Oltre 600mila siriani sono tornati nelle loro case nei primi sette mesi del 2017, soprattutto nella provincia nord-occidentale di Aleppo, liberata dal governo alla fine del 2016. Secondo l’Organizzazione Internazionale per la Migrazione (Iom), il numero dei rimpatriati di quest’anno è quasi uguale all’interno numero dei rimpatriati del 2016. Circa il 67 per cento, più di 400mila persone, sono rientrate nella provincia di Aleppo.

La maggior parte dei 602.759 siriani, che sono tornati nelle loro case tra gennaio e luglio, erano sfollati nella loro patria, mentre l’altro 16 per cento è tornato da Turchia, Libano, Giordania e Iraq. I rimpatriati dalla Turchia e dalla Giordania si riferiscono soprattutto alle provincie di Aleppo e Al-Hasakeh.

Il 27 per cento dei rimpatriati ha dichiarato che lo hanno fatto per proteggere i loro beni o proprietà e il 25 per cento si è riferito alla migliorata situazione economica nella loro zona di origine. Altri fattori che hanno dato alla Iom la motivazione del ritorno hanno incluso il peggioramento della situazione economica nel luogo in cui stavano cercando rifugio (14 per cento), questioni sociali o culturali come legami tribali, affiliazioni politiche o qualsiasi ostacolo che impedisse l’integrazione nella loro zona dello spostamento (11 per cento) e il miglioramento della situazione di sicurezza nella loro zona di ritorno (11 per cento).
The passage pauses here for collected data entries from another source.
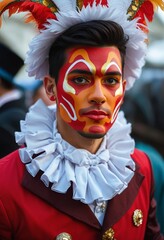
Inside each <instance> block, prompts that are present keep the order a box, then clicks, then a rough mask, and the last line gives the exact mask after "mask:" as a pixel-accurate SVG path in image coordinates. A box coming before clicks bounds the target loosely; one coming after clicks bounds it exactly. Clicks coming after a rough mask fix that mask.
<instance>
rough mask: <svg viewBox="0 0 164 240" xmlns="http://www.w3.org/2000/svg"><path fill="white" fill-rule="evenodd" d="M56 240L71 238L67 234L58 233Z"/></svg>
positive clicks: (67, 238) (67, 239)
mask: <svg viewBox="0 0 164 240" xmlns="http://www.w3.org/2000/svg"><path fill="white" fill-rule="evenodd" d="M56 240H72V237H71V235H70V234H69V233H65V232H63V233H60V234H59V235H57V237H56Z"/></svg>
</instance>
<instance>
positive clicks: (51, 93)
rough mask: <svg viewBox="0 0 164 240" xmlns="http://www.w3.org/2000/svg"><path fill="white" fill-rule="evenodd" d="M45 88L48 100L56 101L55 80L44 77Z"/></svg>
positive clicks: (46, 76) (43, 83) (45, 90)
mask: <svg viewBox="0 0 164 240" xmlns="http://www.w3.org/2000/svg"><path fill="white" fill-rule="evenodd" d="M43 84H44V88H45V91H46V94H47V96H48V98H49V99H50V100H51V101H56V97H57V96H56V84H55V79H54V78H52V77H50V76H49V75H47V76H45V77H44V80H43Z"/></svg>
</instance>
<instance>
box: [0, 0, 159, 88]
mask: <svg viewBox="0 0 164 240" xmlns="http://www.w3.org/2000/svg"><path fill="white" fill-rule="evenodd" d="M158 6H160V7H161V9H164V1H163V0H25V1H23V0H14V1H13V0H3V1H2V2H0V16H1V15H2V13H3V12H4V11H6V10H9V16H11V15H12V14H14V13H16V12H27V11H28V12H29V14H28V15H27V19H26V22H29V21H33V20H34V21H35V22H36V24H37V27H38V29H39V33H38V35H37V36H35V37H34V38H33V40H32V41H31V43H30V45H29V51H28V52H27V57H26V60H25V63H26V64H27V71H28V74H29V76H35V78H36V79H42V78H43V77H44V76H45V75H46V74H48V73H49V65H48V55H49V49H50V47H51V45H52V43H53V42H54V41H55V39H56V38H57V37H58V36H59V35H60V34H62V32H63V31H65V30H66V29H68V28H69V27H71V26H73V25H75V24H78V23H81V22H87V21H92V20H104V21H108V20H110V21H114V22H116V23H118V24H119V25H121V26H122V28H123V30H124V33H125V34H127V35H128V36H129V41H128V43H127V45H126V59H125V67H124V77H125V79H126V80H127V87H126V88H127V89H129V88H130V87H131V86H132V85H133V83H134V81H135V80H136V79H137V78H138V77H139V76H140V73H141V69H142V66H143V65H144V59H145V54H146V47H147V44H146V41H145V40H146V39H147V32H148V28H147V21H152V20H153V15H154V11H155V9H156V7H158Z"/></svg>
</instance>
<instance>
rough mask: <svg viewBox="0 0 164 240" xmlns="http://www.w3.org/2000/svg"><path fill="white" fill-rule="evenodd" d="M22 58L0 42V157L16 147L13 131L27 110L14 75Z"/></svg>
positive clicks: (10, 150) (19, 122) (16, 126)
mask: <svg viewBox="0 0 164 240" xmlns="http://www.w3.org/2000/svg"><path fill="white" fill-rule="evenodd" d="M23 64H24V62H23V60H22V59H21V58H20V57H19V56H18V55H17V54H16V53H14V52H13V51H12V50H11V49H9V48H8V47H7V46H5V45H4V44H2V43H0V158H2V157H4V156H5V155H7V154H9V153H10V152H12V151H14V150H16V149H18V147H19V146H18V144H17V143H16V141H15V131H19V130H20V120H23V119H24V118H25V114H26V112H27V109H26V104H25V97H24V92H23V91H21V89H19V88H18V86H16V84H15V82H14V76H15V75H16V73H17V72H18V71H19V69H20V68H21V67H22V66H23Z"/></svg>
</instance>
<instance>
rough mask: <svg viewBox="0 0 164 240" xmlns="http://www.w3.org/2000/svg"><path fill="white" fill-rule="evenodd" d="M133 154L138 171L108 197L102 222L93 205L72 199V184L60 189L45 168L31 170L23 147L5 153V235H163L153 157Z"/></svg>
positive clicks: (2, 219) (2, 177)
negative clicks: (49, 182)
mask: <svg viewBox="0 0 164 240" xmlns="http://www.w3.org/2000/svg"><path fill="white" fill-rule="evenodd" d="M132 158H133V159H134V161H135V162H136V171H135V174H134V177H133V178H132V180H131V181H130V183H129V185H128V187H127V189H125V190H124V191H123V192H122V193H121V194H120V195H117V196H116V197H114V198H113V199H112V200H109V201H108V206H107V209H106V214H105V218H104V222H103V225H102V226H101V225H100V224H99V222H98V220H97V218H96V217H95V215H94V213H93V212H92V211H91V209H90V207H89V206H88V205H85V204H83V203H81V202H80V201H76V200H73V199H72V192H71V189H70V190H69V191H68V192H67V193H66V194H60V193H55V192H53V191H52V190H50V189H49V188H47V187H45V186H44V184H43V183H42V182H41V180H40V176H39V175H40V174H38V175H37V176H36V177H35V178H33V177H32V176H31V175H29V173H27V171H26V169H25V166H24V164H23V163H22V162H21V160H20V158H19V154H18V151H15V152H13V153H12V154H10V155H8V156H7V157H5V158H3V159H2V160H1V161H0V240H9V239H10V240H11V239H12V240H45V239H46V240H53V239H56V237H57V236H58V235H59V234H60V233H63V232H66V233H69V234H70V235H71V236H72V240H80V239H85V240H101V239H103V240H106V239H107V240H108V239H109V240H110V239H115V240H125V239H126V240H144V239H147V240H153V239H154V240H155V239H156V240H157V239H158V240H161V239H163V237H162V236H161V235H160V233H159V227H158V224H157V222H156V217H155V201H154V199H153V177H152V170H151V166H150V162H149V159H148V158H147V156H146V155H145V154H144V153H142V152H140V151H138V150H135V152H134V154H133V155H132ZM109 181H110V179H109ZM135 210H136V211H135ZM134 212H135V213H136V216H135V215H134ZM137 223H138V226H136V224H137ZM65 239H67V238H65Z"/></svg>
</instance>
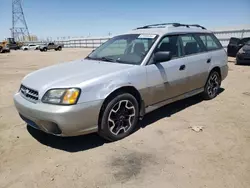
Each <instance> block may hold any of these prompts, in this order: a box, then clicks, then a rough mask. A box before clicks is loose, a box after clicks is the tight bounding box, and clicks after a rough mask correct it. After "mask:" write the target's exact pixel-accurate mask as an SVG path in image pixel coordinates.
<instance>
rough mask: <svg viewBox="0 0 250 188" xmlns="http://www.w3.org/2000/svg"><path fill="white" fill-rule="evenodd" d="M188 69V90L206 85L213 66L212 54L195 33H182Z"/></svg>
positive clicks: (186, 86)
mask: <svg viewBox="0 0 250 188" xmlns="http://www.w3.org/2000/svg"><path fill="white" fill-rule="evenodd" d="M180 38H181V42H182V47H183V51H184V60H185V64H186V71H187V85H186V92H191V91H194V90H196V89H201V88H203V87H204V85H205V83H206V80H207V77H208V74H209V72H208V71H209V67H210V66H211V61H212V56H211V55H210V54H209V53H207V51H206V48H205V46H204V45H203V43H202V42H201V40H200V39H199V37H198V36H197V35H195V34H185V35H181V37H180Z"/></svg>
In Siria ci sono ancora più di sei milioni di sfollati interni.

Siria e l’indagine chimica

Una delegazione internazionale sulle armi chimiche visiterà la Siria nei prossimi giorni. Lo ha affermato il vice ministro degli Esteri Faisal Mekdad, garantendo che Damasco agevolerà la missione per scoprire chi ha usato armi chimiche nel Paese all’inizio di quest’anno. Mekdad ha ribadito in un’intervista con The Associated Press il rifiuto del suo governo di essere dietro l’attacco del 4 aprile nella città nord-occidentale di Khan Sheikhoun, nella provincia di Idlib. La delegazione dell’Organizzazione per il Divieto delle Armi Chimiche (Opcw) e il meccanismo di investigazione comune delle Nazioni Unite dovrà arrivare in Siria entro 10 giorni.
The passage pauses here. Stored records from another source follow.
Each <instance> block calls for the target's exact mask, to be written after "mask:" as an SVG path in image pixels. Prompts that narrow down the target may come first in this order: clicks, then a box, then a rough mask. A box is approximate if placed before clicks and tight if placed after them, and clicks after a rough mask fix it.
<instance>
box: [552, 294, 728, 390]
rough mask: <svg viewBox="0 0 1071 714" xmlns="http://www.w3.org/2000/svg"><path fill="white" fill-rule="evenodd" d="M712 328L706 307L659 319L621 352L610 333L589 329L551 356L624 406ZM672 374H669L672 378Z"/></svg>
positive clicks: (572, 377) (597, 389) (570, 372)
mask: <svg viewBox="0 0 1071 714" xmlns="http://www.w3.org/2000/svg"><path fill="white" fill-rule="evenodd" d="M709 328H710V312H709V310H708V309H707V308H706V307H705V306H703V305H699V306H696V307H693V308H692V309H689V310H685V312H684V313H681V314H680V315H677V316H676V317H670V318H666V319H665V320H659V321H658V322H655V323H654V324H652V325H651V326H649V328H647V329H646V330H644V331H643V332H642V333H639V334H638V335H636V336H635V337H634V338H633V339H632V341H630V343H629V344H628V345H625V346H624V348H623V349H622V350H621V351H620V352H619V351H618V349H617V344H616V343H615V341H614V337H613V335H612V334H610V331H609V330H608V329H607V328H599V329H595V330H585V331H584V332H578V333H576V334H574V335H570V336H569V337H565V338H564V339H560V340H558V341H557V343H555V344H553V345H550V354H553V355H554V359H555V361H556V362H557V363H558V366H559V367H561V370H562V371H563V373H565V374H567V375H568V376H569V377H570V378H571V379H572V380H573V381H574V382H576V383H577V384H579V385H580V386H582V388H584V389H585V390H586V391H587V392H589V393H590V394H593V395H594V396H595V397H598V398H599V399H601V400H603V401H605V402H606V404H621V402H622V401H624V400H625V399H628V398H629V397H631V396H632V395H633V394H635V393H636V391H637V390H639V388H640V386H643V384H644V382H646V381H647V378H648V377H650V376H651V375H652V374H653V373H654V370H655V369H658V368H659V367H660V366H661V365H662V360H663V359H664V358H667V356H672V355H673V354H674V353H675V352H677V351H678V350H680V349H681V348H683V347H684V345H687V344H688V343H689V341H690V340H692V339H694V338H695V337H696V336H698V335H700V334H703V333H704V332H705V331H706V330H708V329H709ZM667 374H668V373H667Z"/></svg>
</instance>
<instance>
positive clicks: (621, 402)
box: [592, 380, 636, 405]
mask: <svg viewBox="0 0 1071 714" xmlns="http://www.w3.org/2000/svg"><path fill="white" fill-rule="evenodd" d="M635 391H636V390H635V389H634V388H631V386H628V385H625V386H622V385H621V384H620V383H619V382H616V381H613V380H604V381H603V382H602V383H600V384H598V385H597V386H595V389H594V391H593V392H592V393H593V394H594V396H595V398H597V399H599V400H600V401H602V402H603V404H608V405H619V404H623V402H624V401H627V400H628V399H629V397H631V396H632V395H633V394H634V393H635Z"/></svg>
Sono morte oltre 80 persone nell’orribile attacco di gas del 4 aprile, del quale i Paesi occidentali hanno accusato il governo siriano. Utilizzando l’incidente come pretesto, le navi da guerra degli Stati Uniti hanno sparato lo scorso 7 aprile 59 missili Tomahawk da due navi da guerra nel Mar Mediterraneo sull’aeroporto di Shayrat, nella provincia centrale di Homs. I funzionari statunitensi hanno affermato che il sospetto attacco chimico di Khan Shaykhun era stato lanciato da un sito militare.

“Alla delegazione offriremo tutte le facilitazioni necessarie per l’inchiesta e per aiutarla ad arrivare al luogo in cui si è verificato il presunto attacco chimico”, ha dichiarato Mekdad. “Scommettiamo sulla professionalità e la neutralità del meccanismo di investigazione comune che visiterà la Siria nei prossimi dieci giorni, per indagare chi ha usato armi chimiche”, ha concluso il funzionario siriano. Il governo siriano ha consegnato tutto il suo arsenale chimico nell’ambito di un accordo negoziato dalla Russia e dagli Stati Uniti nel 2013. L’Opcw ha sorvegliato l’intero processo.
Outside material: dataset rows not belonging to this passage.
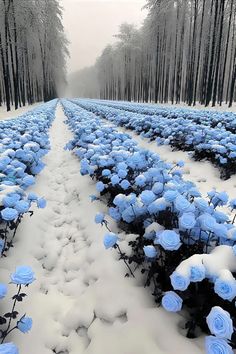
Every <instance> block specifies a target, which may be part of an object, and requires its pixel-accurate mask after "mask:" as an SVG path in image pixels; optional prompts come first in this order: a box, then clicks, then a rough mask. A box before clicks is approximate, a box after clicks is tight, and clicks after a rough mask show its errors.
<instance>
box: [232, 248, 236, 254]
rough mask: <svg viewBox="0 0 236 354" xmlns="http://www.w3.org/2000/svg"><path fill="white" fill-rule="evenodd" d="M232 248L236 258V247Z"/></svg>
mask: <svg viewBox="0 0 236 354" xmlns="http://www.w3.org/2000/svg"><path fill="white" fill-rule="evenodd" d="M232 248H233V254H234V255H235V256H236V245H234V246H233V247H232Z"/></svg>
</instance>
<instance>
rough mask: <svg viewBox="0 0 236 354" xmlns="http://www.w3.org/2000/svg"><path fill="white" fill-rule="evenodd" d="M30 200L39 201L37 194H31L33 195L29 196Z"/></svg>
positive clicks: (31, 194) (30, 195)
mask: <svg viewBox="0 0 236 354" xmlns="http://www.w3.org/2000/svg"><path fill="white" fill-rule="evenodd" d="M28 199H29V200H32V201H35V200H38V196H37V194H35V193H33V192H31V193H29V194H28Z"/></svg>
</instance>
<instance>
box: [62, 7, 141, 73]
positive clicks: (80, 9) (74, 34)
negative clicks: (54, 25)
mask: <svg viewBox="0 0 236 354" xmlns="http://www.w3.org/2000/svg"><path fill="white" fill-rule="evenodd" d="M145 3H146V2H145V0H127V1H126V0H113V1H112V0H61V4H62V6H63V7H64V15H63V16H64V17H63V22H64V26H65V31H66V34H67V38H68V40H69V41H70V45H69V51H70V59H69V60H68V64H67V66H68V73H69V74H70V73H73V72H75V71H78V70H80V69H82V68H84V67H87V66H90V65H93V64H94V63H95V60H96V58H97V57H98V56H99V55H100V54H101V52H102V50H103V49H104V47H105V46H106V45H107V44H108V43H113V42H114V40H115V39H114V37H113V35H114V34H116V33H118V31H119V25H120V24H121V23H122V22H128V23H133V24H135V25H137V27H140V25H141V24H142V21H143V20H144V18H145V16H146V10H142V7H143V6H144V5H145Z"/></svg>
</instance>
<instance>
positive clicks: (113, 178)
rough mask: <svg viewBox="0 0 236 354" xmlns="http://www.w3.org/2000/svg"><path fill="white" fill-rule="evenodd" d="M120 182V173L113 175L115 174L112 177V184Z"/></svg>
mask: <svg viewBox="0 0 236 354" xmlns="http://www.w3.org/2000/svg"><path fill="white" fill-rule="evenodd" d="M119 182H120V178H119V176H118V175H113V176H112V177H111V184H112V185H113V186H115V185H116V184H118V183H119Z"/></svg>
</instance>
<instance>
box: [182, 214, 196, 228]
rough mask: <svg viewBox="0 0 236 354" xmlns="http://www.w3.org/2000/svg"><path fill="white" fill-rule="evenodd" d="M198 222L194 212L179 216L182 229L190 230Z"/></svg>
mask: <svg viewBox="0 0 236 354" xmlns="http://www.w3.org/2000/svg"><path fill="white" fill-rule="evenodd" d="M195 224H196V219H195V216H194V214H193V213H183V215H182V216H181V217H180V218H179V226H180V227H181V228H182V229H186V230H190V229H192V228H193V227H194V226H195Z"/></svg>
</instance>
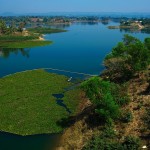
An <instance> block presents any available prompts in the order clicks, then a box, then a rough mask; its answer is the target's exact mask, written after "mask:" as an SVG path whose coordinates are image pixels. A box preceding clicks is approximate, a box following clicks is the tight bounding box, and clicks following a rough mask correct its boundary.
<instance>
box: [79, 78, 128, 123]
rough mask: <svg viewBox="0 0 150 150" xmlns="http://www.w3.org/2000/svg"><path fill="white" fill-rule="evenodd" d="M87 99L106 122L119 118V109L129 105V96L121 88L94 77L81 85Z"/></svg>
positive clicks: (95, 110) (107, 81) (96, 112)
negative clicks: (85, 95) (128, 100)
mask: <svg viewBox="0 0 150 150" xmlns="http://www.w3.org/2000/svg"><path fill="white" fill-rule="evenodd" d="M81 88H82V89H83V90H84V91H85V92H86V95H87V97H88V98H89V99H90V101H91V102H92V103H93V104H94V105H95V107H96V110H95V111H96V113H98V114H99V115H100V117H102V118H103V119H104V120H108V119H110V118H112V119H116V118H118V117H119V114H120V111H119V107H120V106H122V105H124V104H126V103H127V99H128V96H127V94H126V91H125V90H122V89H121V86H119V85H117V84H114V83H111V82H109V81H104V80H102V79H101V78H100V77H93V78H90V79H89V80H87V81H85V82H83V83H82V84H81ZM116 91H117V92H116Z"/></svg>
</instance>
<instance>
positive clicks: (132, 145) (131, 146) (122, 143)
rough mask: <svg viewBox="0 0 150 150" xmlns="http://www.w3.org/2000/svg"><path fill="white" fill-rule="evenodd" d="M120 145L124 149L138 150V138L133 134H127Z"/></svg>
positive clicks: (138, 144)
mask: <svg viewBox="0 0 150 150" xmlns="http://www.w3.org/2000/svg"><path fill="white" fill-rule="evenodd" d="M122 146H123V149H124V150H138V149H139V147H140V140H139V138H136V137H133V136H127V137H126V138H125V140H124V142H123V143H122Z"/></svg>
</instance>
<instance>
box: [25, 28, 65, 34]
mask: <svg viewBox="0 0 150 150" xmlns="http://www.w3.org/2000/svg"><path fill="white" fill-rule="evenodd" d="M28 31H30V32H33V33H40V34H51V33H60V32H66V30H63V29H53V28H43V27H36V28H28Z"/></svg>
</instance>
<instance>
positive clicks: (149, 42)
mask: <svg viewBox="0 0 150 150" xmlns="http://www.w3.org/2000/svg"><path fill="white" fill-rule="evenodd" d="M104 64H105V66H106V67H107V68H108V70H106V71H105V73H106V74H107V75H108V76H109V75H116V76H115V77H116V79H115V80H118V79H125V80H126V79H130V78H131V77H132V76H133V75H134V74H135V73H136V72H139V71H141V70H145V69H146V68H147V67H148V65H149V64H150V39H149V38H146V39H145V42H141V41H140V40H139V39H137V38H135V37H132V36H130V35H124V38H123V41H122V42H119V43H118V44H117V46H116V47H114V48H113V49H112V52H111V53H110V54H108V55H107V56H106V58H105V61H104ZM109 77H111V76H109ZM115 77H114V76H113V78H115ZM118 77H119V78H118ZM111 79H112V78H111Z"/></svg>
Mekdad ha anche accusato la coalizione guidata dagli Usa che sta effettuando attacchi aerei contro l’Isis di aver ucciso “migliaia di civili e feriti decine di migliaia” nelle aree dell’Isis in Siria settentrionale e orientale. Ha chiesto di sciogliere questa coalizione affermando che sta commettendo “crimini” contro i siriani.

Mekdad ha aggiunto che coloro che vogliono combattere il terrorismo dovrebbero coordinarsi con il governo siriano e con l’esercito siriano, concludendo che la guerra in Siria finirà “quando il terrorismo sarà schiacciato”.